There’s no quicker way to turn off potential candidates than to seem stuffy and corporate. Avoid this by talking conversationally in communications with job seekers as well as customers. Tell compelling stories to represent the human element of your employer brand. Storytelling can be present in every step of the process from the job listing through the entire employee experience. Tell the story of your people and your company in your job descriptions. Include videos that tell the stories of your staff on your career pages, and share stories about your current employees on social media and within the organization.

Storytelling is an opportunity to make your brand unique. Tell the stories of your people using engaging relatable narratives that vibe with your company’s culture. By telling the story of employees who already fit the perfect mold of what you’re looking for it will attract talented candidates that likewise fit that mold. Draw from the experiences of your staff and all them to tell the stories of their own experiences. This will help your stories feel more authentic rather than coming from a corporate voice-over artist.

Take care of your reviews

As most shoppers read customer reviews online before buying so to do candidates before applying. Even if you do everything else correctly to build a good employer brand, if you neglect your reviews you could miss out on top talent. Third party review sites like Glassdoor are the primary source for this type of window shopping. Monitoring your company’s reviews on sites like Glassdoor and utilizing social listening tools you should be able to stay on top of negative reviews. However, it’s not just negative reviews that can have a negative effect on employer brand perceptions. Lukewarm and even positive reviews and social mentions should be given attention as well. Being receptive to praise and presenting your company as a caring organization can be achieved by engaging in conversations of all kinds, not just rebutting negative feedback. If you do get a negative review, reply back. The simple act of conversing about the issue results in an increase in perception.

Summary

In highly competitive job markets strong employer branding can be the difference between success and failure. Attracting the right candidates and reducing turnover is vital to maintaining a productive workforce and minimizing costs. The real cost of recruiting new employees is often far greater than the cost of making current employees happy. Several prominent studies have determined that the financial cost can be as high as six to nine months of an employee’s salary to find and train a replacement. The intangible costs are extreme as well as turnover can have a ripple effect that stretches far throughout a company’s staff. Additional costs such as productivity cost (the time necessary for a new employee to perform at full capacity) and opportunities cost (lose business opportunities from a lack of sufficient human resources) further inflate this calculation. Combine all of this with lower productivity, workflow disruptions, and increased operational costs and the big picture quickly comes into focus. Retaining quality employees is important and deserves significant investment.

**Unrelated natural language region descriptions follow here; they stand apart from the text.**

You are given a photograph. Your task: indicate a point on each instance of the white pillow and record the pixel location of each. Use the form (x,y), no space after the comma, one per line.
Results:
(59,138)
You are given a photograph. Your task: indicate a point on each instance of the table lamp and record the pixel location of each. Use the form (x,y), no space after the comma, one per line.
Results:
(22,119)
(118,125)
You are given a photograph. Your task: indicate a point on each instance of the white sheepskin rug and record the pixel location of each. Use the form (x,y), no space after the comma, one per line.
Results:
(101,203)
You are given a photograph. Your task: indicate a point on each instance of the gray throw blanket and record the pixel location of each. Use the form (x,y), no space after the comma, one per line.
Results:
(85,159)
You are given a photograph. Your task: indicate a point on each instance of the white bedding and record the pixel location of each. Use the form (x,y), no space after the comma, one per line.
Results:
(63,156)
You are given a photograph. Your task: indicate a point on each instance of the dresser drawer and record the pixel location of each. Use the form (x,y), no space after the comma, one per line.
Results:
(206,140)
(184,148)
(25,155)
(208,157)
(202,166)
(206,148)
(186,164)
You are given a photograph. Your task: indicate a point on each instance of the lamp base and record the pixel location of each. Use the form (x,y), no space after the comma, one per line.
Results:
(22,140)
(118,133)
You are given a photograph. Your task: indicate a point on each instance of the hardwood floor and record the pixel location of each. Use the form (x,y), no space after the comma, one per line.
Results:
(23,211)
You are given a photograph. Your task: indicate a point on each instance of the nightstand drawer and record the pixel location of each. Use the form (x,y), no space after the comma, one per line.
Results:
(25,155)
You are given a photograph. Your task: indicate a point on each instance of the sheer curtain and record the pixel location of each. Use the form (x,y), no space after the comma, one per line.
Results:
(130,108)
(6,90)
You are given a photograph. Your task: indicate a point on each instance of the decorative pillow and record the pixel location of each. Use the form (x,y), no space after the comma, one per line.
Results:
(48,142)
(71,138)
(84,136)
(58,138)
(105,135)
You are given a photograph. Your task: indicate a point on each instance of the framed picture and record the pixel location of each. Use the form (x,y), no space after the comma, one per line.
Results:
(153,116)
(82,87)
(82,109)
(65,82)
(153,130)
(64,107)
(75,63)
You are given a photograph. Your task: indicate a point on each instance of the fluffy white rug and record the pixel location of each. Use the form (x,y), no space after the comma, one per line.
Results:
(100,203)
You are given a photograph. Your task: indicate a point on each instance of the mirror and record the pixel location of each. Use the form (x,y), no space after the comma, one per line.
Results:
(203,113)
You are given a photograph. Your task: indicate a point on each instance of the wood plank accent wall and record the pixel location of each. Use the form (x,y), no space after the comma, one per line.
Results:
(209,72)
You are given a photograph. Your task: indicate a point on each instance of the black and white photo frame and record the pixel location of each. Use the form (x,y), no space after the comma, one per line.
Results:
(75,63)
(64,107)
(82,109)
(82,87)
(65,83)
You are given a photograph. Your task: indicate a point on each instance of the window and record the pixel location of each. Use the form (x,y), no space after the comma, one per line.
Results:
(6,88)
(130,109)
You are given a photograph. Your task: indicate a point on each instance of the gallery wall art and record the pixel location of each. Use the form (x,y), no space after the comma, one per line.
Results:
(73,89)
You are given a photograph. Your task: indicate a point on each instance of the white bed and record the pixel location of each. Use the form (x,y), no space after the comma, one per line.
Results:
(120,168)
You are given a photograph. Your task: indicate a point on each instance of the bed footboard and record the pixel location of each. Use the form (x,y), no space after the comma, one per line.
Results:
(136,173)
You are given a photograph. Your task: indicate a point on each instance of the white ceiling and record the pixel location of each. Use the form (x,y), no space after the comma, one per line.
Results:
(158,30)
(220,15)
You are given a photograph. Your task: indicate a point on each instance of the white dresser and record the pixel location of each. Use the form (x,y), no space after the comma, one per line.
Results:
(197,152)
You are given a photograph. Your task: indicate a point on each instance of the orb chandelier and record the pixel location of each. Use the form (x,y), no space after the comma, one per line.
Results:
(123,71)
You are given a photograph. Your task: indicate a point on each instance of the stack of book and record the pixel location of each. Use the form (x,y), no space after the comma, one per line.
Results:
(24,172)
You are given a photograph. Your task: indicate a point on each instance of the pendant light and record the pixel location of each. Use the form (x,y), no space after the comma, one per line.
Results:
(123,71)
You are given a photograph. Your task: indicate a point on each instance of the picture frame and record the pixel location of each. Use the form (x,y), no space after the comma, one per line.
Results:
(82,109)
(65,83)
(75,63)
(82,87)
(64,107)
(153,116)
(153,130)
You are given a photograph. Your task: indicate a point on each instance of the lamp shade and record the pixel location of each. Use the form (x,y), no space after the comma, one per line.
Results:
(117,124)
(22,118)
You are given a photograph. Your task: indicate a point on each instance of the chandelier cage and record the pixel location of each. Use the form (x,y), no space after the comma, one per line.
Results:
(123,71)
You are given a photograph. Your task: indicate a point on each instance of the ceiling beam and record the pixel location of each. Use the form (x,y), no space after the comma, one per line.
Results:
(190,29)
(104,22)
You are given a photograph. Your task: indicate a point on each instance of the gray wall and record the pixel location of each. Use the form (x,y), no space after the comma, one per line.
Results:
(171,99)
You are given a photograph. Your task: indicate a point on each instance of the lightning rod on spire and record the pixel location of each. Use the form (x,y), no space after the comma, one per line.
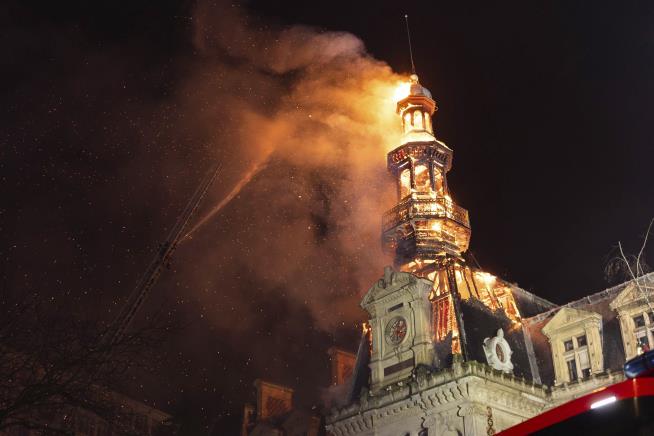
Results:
(408,35)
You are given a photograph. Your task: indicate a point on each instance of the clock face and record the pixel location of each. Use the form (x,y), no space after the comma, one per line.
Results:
(396,330)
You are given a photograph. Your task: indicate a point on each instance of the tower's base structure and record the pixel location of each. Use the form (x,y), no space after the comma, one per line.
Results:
(450,349)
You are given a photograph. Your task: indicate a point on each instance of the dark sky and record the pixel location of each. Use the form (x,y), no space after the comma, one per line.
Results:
(108,124)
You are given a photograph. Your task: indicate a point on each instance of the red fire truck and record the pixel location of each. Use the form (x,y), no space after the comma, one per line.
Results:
(625,408)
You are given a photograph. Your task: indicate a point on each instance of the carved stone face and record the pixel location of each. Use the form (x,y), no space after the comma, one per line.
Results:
(396,330)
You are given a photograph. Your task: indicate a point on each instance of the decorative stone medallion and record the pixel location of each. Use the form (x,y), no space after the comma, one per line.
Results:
(498,352)
(396,330)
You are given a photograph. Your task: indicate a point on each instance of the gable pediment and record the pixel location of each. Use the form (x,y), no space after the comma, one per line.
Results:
(390,283)
(566,317)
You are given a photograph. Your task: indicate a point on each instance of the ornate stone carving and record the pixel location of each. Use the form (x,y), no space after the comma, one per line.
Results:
(498,352)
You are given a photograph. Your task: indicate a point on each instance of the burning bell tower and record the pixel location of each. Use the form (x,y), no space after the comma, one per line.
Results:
(416,311)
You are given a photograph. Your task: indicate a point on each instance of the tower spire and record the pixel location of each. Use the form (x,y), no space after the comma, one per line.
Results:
(408,35)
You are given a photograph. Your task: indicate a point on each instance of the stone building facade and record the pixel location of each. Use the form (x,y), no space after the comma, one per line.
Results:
(449,349)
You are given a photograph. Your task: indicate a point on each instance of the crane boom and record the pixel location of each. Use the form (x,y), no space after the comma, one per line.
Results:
(152,273)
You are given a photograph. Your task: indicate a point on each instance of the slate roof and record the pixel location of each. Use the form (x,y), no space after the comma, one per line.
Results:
(612,346)
(531,356)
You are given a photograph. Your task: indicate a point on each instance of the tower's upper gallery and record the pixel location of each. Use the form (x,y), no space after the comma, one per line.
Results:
(415,107)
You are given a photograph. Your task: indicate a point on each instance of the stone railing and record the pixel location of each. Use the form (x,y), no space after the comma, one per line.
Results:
(439,207)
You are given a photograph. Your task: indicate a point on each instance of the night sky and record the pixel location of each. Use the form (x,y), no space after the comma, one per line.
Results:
(113,111)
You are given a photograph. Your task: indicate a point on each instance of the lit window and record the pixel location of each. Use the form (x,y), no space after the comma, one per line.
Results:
(417,120)
(568,345)
(641,338)
(421,177)
(428,122)
(572,369)
(405,183)
(577,358)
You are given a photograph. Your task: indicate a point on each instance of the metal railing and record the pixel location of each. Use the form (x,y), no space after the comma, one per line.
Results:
(439,207)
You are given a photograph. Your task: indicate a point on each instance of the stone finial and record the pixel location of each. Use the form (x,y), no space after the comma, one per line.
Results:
(388,276)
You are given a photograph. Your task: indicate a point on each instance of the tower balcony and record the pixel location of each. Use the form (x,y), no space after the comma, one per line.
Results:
(425,208)
(425,228)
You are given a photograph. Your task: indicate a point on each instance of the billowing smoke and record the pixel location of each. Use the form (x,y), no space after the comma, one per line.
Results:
(321,111)
(105,145)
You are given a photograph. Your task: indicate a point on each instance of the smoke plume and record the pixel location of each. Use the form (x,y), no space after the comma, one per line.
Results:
(321,110)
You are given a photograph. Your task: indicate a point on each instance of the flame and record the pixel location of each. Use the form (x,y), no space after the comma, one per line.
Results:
(402,90)
(487,278)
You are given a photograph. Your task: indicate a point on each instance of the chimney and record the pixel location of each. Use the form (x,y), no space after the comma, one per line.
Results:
(272,399)
(342,363)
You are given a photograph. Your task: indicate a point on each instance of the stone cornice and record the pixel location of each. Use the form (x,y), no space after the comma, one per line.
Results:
(470,381)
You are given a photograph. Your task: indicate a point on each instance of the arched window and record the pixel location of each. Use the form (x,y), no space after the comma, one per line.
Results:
(405,182)
(438,182)
(421,178)
(428,123)
(407,121)
(417,120)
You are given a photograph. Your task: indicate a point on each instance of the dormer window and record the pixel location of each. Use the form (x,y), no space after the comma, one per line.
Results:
(576,357)
(644,331)
(636,319)
(576,341)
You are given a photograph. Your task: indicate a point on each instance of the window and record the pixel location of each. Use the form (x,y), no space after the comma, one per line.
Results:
(576,357)
(576,343)
(405,183)
(643,330)
(421,177)
(568,345)
(427,122)
(572,369)
(417,120)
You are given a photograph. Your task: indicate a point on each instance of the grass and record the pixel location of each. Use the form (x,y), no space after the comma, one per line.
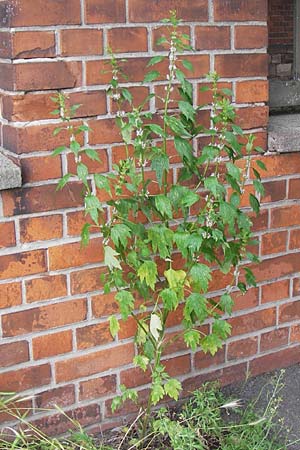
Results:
(208,421)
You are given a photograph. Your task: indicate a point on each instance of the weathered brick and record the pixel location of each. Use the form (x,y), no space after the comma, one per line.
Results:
(97,387)
(124,40)
(73,255)
(33,44)
(14,353)
(97,11)
(52,344)
(82,366)
(41,199)
(7,234)
(41,228)
(22,264)
(81,42)
(242,65)
(243,348)
(240,10)
(212,38)
(44,317)
(10,295)
(139,10)
(45,288)
(250,37)
(93,335)
(23,379)
(22,14)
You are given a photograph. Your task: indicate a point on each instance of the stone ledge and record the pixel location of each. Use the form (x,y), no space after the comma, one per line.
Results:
(284,133)
(10,173)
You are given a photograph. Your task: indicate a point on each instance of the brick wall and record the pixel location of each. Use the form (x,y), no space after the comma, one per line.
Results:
(53,313)
(281,38)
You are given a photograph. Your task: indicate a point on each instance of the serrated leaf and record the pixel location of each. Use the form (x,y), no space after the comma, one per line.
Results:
(155,60)
(172,388)
(155,326)
(110,259)
(126,303)
(201,276)
(148,272)
(114,326)
(151,76)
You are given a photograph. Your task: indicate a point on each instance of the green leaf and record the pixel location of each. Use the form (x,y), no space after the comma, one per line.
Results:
(120,234)
(226,303)
(172,388)
(151,76)
(201,276)
(254,203)
(163,206)
(114,326)
(188,65)
(148,272)
(155,60)
(155,326)
(126,303)
(110,259)
(160,164)
(187,110)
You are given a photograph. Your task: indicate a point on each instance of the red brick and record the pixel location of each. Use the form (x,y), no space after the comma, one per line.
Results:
(97,11)
(33,44)
(97,387)
(252,91)
(58,13)
(242,65)
(34,138)
(93,335)
(23,379)
(104,305)
(141,11)
(277,290)
(294,188)
(47,75)
(240,10)
(10,295)
(41,228)
(267,363)
(81,42)
(274,191)
(93,363)
(212,38)
(73,255)
(41,199)
(93,166)
(124,40)
(274,242)
(253,321)
(242,349)
(285,216)
(253,117)
(89,280)
(289,312)
(22,264)
(45,288)
(14,353)
(7,234)
(251,37)
(52,344)
(40,168)
(205,360)
(62,396)
(43,318)
(274,338)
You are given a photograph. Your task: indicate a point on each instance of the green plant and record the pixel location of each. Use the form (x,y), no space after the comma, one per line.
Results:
(164,240)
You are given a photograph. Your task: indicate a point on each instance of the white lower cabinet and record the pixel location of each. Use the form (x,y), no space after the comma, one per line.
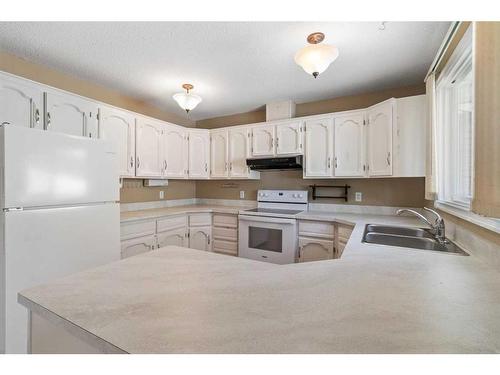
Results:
(136,246)
(312,249)
(173,237)
(200,238)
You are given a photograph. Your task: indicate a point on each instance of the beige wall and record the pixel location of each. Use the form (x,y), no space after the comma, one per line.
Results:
(406,192)
(344,103)
(39,73)
(134,191)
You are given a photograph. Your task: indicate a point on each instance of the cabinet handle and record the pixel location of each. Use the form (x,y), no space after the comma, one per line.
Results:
(48,121)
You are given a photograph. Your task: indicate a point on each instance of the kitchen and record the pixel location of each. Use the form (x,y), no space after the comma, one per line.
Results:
(317,212)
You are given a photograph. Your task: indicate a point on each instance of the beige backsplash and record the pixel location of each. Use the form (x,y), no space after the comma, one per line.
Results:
(406,192)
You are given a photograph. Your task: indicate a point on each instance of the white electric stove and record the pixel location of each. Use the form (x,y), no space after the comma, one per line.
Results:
(269,232)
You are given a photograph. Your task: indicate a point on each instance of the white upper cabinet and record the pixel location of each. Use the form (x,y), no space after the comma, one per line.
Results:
(238,152)
(289,138)
(69,114)
(175,150)
(118,127)
(319,147)
(219,154)
(199,153)
(21,103)
(263,141)
(349,160)
(380,119)
(148,143)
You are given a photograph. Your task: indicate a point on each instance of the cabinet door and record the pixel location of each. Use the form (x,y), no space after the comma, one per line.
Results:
(118,127)
(263,141)
(200,238)
(319,148)
(289,138)
(65,113)
(137,246)
(175,149)
(21,103)
(148,150)
(349,145)
(199,153)
(238,152)
(174,237)
(218,154)
(312,249)
(380,139)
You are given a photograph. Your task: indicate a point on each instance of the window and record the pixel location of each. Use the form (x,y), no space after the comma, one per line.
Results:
(455,127)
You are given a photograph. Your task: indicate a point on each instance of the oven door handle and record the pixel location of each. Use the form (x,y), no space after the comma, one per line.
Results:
(266,219)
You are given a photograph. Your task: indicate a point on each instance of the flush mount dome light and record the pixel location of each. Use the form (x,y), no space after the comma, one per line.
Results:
(186,100)
(315,58)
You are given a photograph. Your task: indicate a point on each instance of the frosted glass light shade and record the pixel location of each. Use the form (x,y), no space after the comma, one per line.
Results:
(187,101)
(316,58)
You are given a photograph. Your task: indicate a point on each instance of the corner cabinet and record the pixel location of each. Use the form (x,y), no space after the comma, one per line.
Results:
(199,153)
(118,127)
(218,154)
(318,147)
(349,140)
(70,114)
(380,128)
(21,103)
(148,148)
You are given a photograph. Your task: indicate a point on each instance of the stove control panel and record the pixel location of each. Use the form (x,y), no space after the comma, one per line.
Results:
(283,196)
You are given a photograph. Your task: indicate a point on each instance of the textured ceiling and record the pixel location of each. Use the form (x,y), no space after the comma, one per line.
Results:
(236,66)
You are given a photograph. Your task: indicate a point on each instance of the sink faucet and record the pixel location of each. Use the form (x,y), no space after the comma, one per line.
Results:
(437,228)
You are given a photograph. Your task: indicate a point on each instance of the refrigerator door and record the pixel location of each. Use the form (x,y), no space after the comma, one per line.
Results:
(49,169)
(41,245)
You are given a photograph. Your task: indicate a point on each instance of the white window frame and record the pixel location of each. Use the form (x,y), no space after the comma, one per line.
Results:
(448,190)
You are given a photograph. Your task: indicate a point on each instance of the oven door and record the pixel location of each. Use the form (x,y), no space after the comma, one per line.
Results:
(268,239)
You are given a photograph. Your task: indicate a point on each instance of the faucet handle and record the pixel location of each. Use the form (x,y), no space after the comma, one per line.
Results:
(438,216)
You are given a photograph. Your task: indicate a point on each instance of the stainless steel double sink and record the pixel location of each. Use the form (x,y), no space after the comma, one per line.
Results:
(415,238)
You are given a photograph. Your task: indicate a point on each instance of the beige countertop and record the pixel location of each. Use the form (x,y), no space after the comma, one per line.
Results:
(375,299)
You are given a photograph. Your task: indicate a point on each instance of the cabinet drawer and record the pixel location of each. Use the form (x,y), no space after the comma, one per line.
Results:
(225,247)
(200,219)
(227,221)
(137,229)
(319,229)
(169,223)
(229,234)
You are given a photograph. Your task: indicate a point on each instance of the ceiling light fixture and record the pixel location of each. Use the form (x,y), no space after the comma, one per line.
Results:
(315,58)
(186,100)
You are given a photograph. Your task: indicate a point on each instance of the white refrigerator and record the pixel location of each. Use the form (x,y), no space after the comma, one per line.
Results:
(60,215)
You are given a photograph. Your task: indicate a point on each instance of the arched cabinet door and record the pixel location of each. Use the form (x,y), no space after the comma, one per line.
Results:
(312,249)
(70,114)
(118,127)
(349,160)
(175,237)
(238,152)
(380,124)
(319,147)
(200,238)
(289,138)
(219,156)
(21,103)
(263,141)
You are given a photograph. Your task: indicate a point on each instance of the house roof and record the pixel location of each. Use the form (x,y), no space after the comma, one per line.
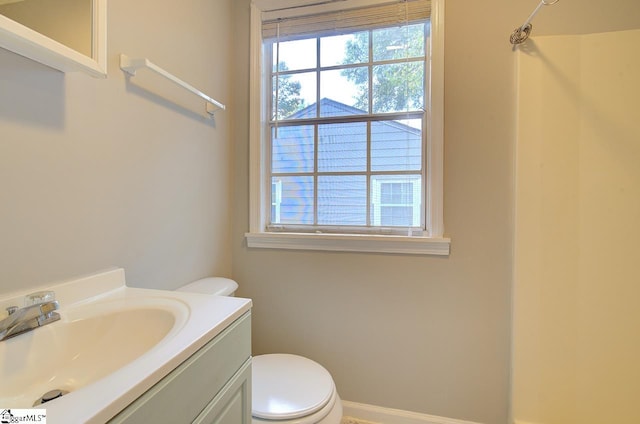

So we all agree that engaged, happy employees are more productive and it’s more effective to retain talent than it is to find new talent. How do we achieve this? This guide does a great job of offering several action items to move you in the right direction. It’s important to note that the most important factor cannot be found in a list of benefits or in a story on social media. The primary factors are company culture, values, and opportunities for advancement. Most of us aren’t working for benefits, we’re working toward a goal. Offering a path to that goal is the most relevant benefit any company can offer an employee. Culture and values needs to be fostered from senior leadership down.

As Jeff Bezos said, “Your brand is what people say about you when you’re not in the room.”